As Valeix describes, his server ignores login requests and crashes when something is entered into the server console.

commented

@Valeix
Thread.sleep(Math.max(1L, 50L - i)); where i is the time taken for the game to tick, and is never less than zero.

This is the call to sleep the game is hanging on. This can never be a pause of greater than 50ms and is used to try to keep the minimum tick time to 50ms so the game doesn't run too fast. This is vanilla code.

I cannot explain why this is happening unless you have modified the minecraft server jar to try to lower the activity while you are offline.

You could try disabling the watchdog, which you can do by setting max-tick-time=-1 in server.properties (Note: that is negative one - others have missed that), or disabling Windows internet time synchronisation. You can find instructions for this online.

Also of note; Java version 1.8.0_221 is not yet released, either you've made a mistake or it's a beta. Try using the latest released version 1.8.0_211.

commented

I did mistype the java version, I am running the 211, also I have not modified the jar. Is there any drawbacks to disabling the watchdog?

commented

The process will not crash automatically, but it doesn't seem to be doing that anyway. So not really. It will be interesting at least to see if anything changes.

commented

@sk2048 It is a similar issue, at the very least. In my case, the login of a player causes it to occur, but I didn't try a console command first to confirm that would or would not cause the same thing.

That said, I will also try to disable the watchdog, if this continues to happen.

commented

I would like to second this issue.

I've been running a server for about the last month on 3.1.1 and it's been running great until this same issue started yesterday. I've found that if I restore the region folder from a backup, it'll let me log in and be fine, but it seems to repeat this behavior once it's gone idle, as I had the same thing waiting for me this morning. It looks like the server stalls and then finally crashes on the first login attempt after sitting idle.

We're in Age 4 and my initial reaction the first time was the pneumaticraft pressure chamber we setup the night before was the issue (we setup redstone to regulate it, but logged off before it was up to pressure). After restoring the first time, we watched that to make sure it wouldn't over pressurize or explode and it was fine, but this morning I had to restore the region folder again, so something is getting corrupted.

Once this happens, the server will crash on initial login every time until the region folder is restored and then it seems fine until an extended idle period again. Like I said, this was running great until yesterday, and the pack hasn't changed, so I'm not sure what could suddenly be the issue.

commented

@snaiperskaya Crashing on login is almost certainly just because it's loading chunks with problem tile entities. But no crash reports or any other details mean I can't tell you for certain. Do you even know if the watchdog is triggering the crash?
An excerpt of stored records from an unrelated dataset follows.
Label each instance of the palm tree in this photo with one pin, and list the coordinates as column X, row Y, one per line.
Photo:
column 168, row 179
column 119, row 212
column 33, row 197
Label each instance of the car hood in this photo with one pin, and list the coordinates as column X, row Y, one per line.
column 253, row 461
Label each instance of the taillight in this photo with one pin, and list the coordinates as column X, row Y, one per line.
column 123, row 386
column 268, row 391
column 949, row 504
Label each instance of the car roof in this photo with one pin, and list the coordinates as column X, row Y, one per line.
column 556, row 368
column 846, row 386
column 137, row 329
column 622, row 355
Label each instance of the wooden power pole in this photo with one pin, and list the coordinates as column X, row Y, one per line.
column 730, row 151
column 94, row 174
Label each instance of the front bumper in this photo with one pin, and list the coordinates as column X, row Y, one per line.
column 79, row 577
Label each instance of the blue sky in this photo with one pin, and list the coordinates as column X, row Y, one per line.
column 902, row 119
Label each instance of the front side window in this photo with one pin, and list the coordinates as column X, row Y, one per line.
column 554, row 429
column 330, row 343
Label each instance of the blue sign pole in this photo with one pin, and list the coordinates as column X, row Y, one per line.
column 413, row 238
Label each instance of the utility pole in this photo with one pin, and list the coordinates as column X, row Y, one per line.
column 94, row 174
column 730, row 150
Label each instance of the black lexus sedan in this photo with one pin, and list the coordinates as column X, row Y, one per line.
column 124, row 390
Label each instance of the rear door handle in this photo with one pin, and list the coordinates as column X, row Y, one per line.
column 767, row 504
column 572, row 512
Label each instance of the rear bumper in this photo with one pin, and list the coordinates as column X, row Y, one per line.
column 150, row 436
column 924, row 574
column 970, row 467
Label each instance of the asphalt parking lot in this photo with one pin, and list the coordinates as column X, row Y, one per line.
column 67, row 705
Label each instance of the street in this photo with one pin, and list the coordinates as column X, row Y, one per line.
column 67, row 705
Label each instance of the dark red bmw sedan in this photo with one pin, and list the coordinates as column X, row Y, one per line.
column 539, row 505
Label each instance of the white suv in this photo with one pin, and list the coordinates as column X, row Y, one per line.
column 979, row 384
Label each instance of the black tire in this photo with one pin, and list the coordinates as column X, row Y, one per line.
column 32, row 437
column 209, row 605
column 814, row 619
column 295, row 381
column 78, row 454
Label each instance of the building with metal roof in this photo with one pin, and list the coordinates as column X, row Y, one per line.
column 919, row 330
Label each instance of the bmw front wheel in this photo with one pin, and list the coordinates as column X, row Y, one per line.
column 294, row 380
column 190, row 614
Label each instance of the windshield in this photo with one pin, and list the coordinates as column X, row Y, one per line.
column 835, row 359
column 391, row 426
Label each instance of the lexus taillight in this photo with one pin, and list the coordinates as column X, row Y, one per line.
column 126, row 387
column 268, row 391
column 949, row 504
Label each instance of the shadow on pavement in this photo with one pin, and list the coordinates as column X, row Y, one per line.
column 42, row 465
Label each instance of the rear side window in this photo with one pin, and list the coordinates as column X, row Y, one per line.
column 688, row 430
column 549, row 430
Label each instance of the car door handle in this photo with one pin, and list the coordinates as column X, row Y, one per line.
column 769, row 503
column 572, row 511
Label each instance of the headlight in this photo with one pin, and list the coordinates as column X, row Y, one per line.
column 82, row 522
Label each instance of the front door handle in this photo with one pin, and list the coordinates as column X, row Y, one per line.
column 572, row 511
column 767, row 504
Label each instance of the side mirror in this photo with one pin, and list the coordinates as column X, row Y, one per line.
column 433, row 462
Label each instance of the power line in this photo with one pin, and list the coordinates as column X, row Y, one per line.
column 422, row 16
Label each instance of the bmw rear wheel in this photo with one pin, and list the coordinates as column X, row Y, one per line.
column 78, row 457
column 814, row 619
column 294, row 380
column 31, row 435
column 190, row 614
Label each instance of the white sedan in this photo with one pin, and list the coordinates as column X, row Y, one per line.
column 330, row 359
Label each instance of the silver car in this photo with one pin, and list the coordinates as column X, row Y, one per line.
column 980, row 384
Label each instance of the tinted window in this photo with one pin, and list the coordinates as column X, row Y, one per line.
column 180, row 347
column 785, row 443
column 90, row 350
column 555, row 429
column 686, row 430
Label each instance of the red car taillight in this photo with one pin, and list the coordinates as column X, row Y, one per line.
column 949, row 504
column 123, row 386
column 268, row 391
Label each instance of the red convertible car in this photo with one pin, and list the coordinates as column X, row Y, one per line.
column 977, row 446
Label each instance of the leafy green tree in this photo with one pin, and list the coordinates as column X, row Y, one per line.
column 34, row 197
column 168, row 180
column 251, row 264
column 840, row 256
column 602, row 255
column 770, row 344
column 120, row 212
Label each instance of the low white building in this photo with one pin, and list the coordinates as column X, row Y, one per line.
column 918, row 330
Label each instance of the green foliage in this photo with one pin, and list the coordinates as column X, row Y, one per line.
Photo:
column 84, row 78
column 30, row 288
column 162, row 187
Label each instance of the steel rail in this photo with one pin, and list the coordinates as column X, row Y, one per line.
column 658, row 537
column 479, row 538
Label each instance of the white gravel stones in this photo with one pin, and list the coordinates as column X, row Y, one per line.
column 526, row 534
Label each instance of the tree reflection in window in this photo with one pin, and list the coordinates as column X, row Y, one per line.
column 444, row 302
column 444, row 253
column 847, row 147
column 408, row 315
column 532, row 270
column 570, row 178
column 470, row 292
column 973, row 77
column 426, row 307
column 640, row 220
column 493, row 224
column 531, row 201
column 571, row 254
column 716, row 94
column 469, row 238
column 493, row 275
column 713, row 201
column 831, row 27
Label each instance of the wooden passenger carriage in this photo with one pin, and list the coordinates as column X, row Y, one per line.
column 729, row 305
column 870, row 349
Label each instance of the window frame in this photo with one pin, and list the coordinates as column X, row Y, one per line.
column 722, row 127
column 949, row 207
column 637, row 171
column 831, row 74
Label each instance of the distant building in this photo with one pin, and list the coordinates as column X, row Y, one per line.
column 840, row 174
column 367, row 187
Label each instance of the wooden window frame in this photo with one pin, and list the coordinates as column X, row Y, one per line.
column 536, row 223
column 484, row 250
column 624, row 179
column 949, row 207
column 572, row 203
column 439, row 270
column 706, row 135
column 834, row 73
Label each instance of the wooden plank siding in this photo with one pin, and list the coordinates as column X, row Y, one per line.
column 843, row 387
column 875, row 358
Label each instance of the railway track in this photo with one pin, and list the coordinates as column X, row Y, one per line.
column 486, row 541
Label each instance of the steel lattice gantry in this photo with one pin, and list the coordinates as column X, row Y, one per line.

Please stop hijacking another issue and create your own.

commented

Update:
Its been 3 days since I recreated the server and didn't import the libraries folder, instead I created a new server and let it generate a world, then stopped it and copied over the other server's world/prestige folder and the server had 1 stall shortly after booting it up but it did not shutdown/crash. I have restarted it once but its been going strong. The only thing I haven't done is visit all the previous dimensions that the stalling/crashing server had.

I'm going to poke around and see if a certain dimension is causing these stalling issues. There's really nothing built in the other dimensions so I'm not really expecting to find the source of the stalls doing this. Thinking that it was most likely caused by some corrupted file in the server. I kept a copy of the stalling server for now, for whatever reason I guess.

commented

Closing; seems like a freak occurrence. Feel free to reopen if you manage to recreate this issue.